Article from 1999

Kel and I were talking tonight, when I remembered a New York Times article from 1999 I had seen linked to recently:

CONGRESS PASSES WIDE-RANGING BILL EASING BANK LAWS

The article is about the passing of Gramm-Leach-Bliley. The legislation passed in the Senate 90-8, and in the House 362-57. Generally speaking GLB deregulated the way banks, securities, and insurers could interact. Some choice quotes from the article:

"I think we will look back in 10 years' time and say we should not have done this but we did because we forgot the lessons of the past, and that that which is true in the 1930's is true in 2010," said Senator Byron L. Dorgan, Democrat of North Dakota. "I wasn't around during the 1930's or the debate over Glass-Steagall. But I was here in the early 1980's when it was decided to allow the expansion of savings and loans. We have now decided in the name of modernization to forget the lessons of the past, of safety and of soundness.
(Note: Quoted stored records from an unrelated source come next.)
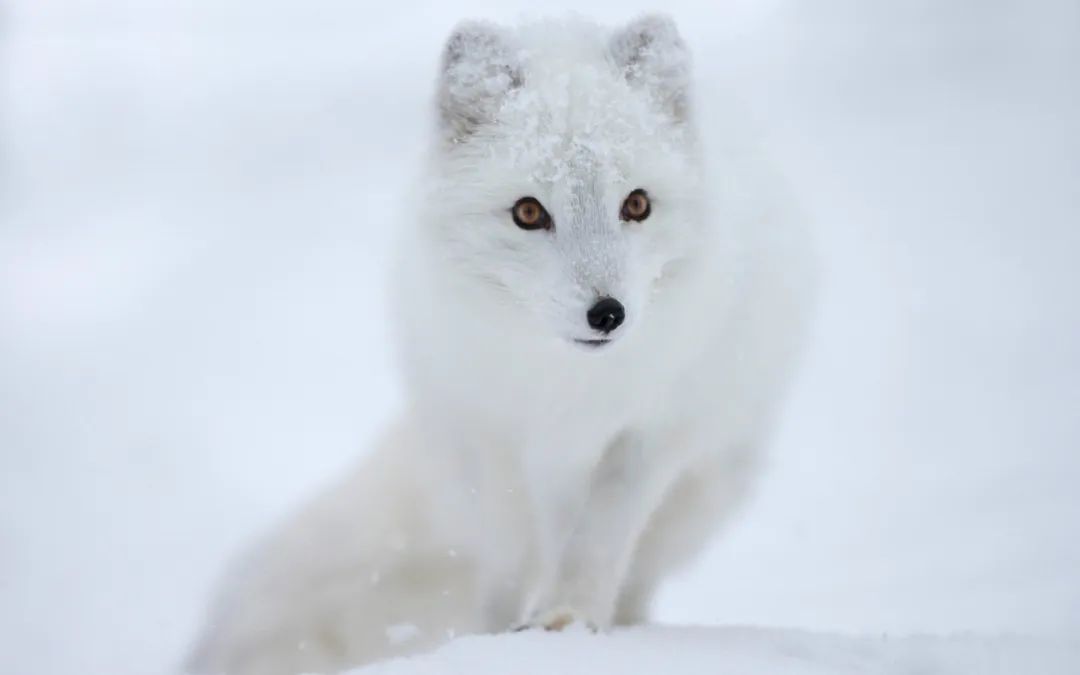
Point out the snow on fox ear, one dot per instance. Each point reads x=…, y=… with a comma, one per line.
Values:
x=480, y=69
x=653, y=57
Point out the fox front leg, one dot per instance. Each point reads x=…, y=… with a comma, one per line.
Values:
x=623, y=489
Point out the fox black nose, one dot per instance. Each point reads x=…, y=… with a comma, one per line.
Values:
x=606, y=315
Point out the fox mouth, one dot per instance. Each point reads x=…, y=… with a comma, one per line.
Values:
x=596, y=343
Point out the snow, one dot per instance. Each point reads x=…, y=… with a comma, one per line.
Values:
x=741, y=650
x=197, y=204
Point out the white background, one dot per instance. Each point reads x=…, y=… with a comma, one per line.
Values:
x=197, y=203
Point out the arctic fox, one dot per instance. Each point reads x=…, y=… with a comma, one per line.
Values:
x=594, y=338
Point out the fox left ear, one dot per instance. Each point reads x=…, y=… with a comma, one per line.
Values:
x=480, y=70
x=653, y=57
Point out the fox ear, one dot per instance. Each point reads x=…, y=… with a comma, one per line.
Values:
x=653, y=57
x=480, y=69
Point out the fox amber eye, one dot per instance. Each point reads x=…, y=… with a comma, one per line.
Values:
x=636, y=206
x=529, y=215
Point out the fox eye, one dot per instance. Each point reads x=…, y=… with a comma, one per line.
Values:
x=636, y=206
x=529, y=215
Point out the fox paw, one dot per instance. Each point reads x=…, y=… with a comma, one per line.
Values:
x=557, y=619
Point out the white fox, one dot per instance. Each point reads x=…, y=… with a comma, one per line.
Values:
x=594, y=339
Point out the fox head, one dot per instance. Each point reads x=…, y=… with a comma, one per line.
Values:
x=566, y=173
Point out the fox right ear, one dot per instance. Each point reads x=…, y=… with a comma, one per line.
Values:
x=480, y=69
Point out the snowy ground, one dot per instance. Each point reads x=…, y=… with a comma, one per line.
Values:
x=737, y=650
x=196, y=206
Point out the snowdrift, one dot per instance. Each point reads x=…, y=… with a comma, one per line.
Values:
x=737, y=651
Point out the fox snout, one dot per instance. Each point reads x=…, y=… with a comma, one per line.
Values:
x=606, y=315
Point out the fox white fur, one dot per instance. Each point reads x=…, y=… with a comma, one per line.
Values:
x=536, y=482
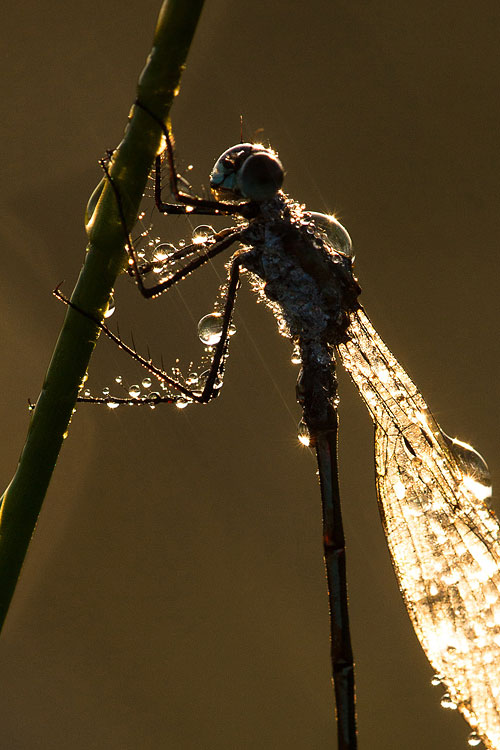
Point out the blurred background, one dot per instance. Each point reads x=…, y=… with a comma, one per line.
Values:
x=174, y=594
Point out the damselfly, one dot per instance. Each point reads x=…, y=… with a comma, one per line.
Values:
x=443, y=538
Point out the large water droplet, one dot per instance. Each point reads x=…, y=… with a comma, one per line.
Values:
x=110, y=308
x=473, y=739
x=202, y=233
x=303, y=433
x=296, y=358
x=477, y=476
x=336, y=234
x=210, y=329
x=163, y=251
x=448, y=702
x=437, y=679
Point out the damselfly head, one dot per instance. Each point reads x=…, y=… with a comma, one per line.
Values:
x=247, y=171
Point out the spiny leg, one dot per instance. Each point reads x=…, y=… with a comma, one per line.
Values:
x=187, y=204
x=221, y=241
x=209, y=389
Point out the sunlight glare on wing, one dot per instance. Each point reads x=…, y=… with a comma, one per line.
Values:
x=443, y=538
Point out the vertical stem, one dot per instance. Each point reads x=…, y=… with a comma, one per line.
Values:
x=105, y=259
x=317, y=392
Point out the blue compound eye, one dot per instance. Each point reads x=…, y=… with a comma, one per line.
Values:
x=260, y=176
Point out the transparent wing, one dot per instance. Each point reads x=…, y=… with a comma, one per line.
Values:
x=443, y=539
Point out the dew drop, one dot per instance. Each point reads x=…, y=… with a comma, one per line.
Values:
x=303, y=433
x=210, y=329
x=473, y=739
x=163, y=251
x=110, y=308
x=296, y=359
x=448, y=702
x=202, y=233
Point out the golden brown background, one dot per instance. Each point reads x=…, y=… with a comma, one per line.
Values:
x=173, y=595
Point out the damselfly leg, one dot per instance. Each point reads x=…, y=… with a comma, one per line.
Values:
x=444, y=540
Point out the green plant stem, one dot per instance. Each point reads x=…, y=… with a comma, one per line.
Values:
x=105, y=259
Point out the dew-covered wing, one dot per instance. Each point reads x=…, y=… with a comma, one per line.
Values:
x=443, y=538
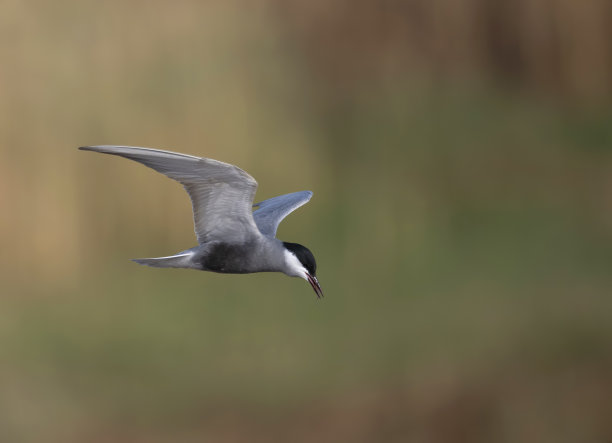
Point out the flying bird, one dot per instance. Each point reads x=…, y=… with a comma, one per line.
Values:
x=232, y=238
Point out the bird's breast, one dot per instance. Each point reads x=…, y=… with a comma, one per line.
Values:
x=231, y=258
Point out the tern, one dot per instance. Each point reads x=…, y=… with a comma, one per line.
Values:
x=232, y=238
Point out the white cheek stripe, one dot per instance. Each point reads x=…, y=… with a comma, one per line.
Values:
x=294, y=265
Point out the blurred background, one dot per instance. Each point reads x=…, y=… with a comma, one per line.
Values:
x=460, y=155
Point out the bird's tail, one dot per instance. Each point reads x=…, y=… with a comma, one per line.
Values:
x=180, y=260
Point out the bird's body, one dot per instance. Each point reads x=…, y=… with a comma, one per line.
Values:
x=232, y=238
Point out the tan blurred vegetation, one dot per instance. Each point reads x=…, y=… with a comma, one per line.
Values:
x=460, y=156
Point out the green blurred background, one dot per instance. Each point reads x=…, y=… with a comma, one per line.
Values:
x=460, y=155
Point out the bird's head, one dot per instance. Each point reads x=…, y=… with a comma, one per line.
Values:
x=301, y=263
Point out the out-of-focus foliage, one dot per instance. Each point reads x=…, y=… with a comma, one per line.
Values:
x=460, y=156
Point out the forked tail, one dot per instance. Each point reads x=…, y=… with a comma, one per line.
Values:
x=181, y=260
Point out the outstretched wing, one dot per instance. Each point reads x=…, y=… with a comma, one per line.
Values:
x=221, y=194
x=272, y=211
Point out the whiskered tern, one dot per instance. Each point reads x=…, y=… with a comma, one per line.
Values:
x=232, y=238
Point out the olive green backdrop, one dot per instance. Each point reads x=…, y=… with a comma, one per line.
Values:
x=461, y=163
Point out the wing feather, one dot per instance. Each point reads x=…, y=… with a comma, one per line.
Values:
x=272, y=211
x=221, y=194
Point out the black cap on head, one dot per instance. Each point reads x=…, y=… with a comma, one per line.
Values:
x=304, y=256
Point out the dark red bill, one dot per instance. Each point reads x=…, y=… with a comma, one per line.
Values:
x=315, y=285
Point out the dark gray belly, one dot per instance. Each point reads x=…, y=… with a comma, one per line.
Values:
x=229, y=258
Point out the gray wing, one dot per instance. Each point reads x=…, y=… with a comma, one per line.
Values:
x=272, y=211
x=221, y=194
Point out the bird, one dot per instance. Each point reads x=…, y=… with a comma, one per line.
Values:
x=232, y=237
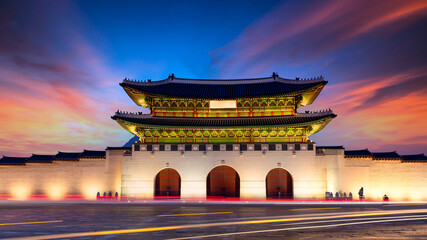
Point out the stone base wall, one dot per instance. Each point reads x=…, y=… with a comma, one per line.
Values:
x=400, y=181
x=57, y=180
x=139, y=171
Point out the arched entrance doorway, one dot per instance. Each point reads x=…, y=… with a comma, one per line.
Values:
x=223, y=181
x=279, y=184
x=168, y=183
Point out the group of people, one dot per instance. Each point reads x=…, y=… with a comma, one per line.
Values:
x=361, y=196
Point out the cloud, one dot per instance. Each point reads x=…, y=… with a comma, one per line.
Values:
x=56, y=88
x=380, y=113
x=295, y=34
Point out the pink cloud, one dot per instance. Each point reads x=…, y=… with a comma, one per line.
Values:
x=295, y=34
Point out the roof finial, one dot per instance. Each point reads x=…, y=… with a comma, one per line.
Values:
x=275, y=75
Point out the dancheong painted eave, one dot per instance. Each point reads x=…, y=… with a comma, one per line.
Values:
x=273, y=86
x=131, y=120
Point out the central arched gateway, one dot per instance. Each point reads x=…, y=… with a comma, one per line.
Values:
x=223, y=181
x=168, y=183
x=279, y=184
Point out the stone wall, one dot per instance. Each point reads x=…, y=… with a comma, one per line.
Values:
x=140, y=169
x=400, y=181
x=56, y=180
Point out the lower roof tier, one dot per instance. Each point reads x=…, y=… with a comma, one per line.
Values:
x=294, y=128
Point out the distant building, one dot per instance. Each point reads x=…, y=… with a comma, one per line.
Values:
x=219, y=138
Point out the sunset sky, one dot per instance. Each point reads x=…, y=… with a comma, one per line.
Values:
x=61, y=63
Senator Paul Wellstone, Democrat of Minnesota, said that Congress had "seemed determined to unlearn the lessons from our past mistakes."

"Scores of banks failed in the Great Depression as a result of unsound banking practices, and their failure only deepened the crisis," Mr. Wellstone said. "Glass-Steagall was intended to protect our financial system by insulating commercial banking from other forms of risk. It was one of several stabilizers designed to keep a similar tragedy from recurring. Now Congress is about to repeal that economic stabilizer without putting any comparable safeguard in its place."

I'm very happy to see Feingold on the list that voted against.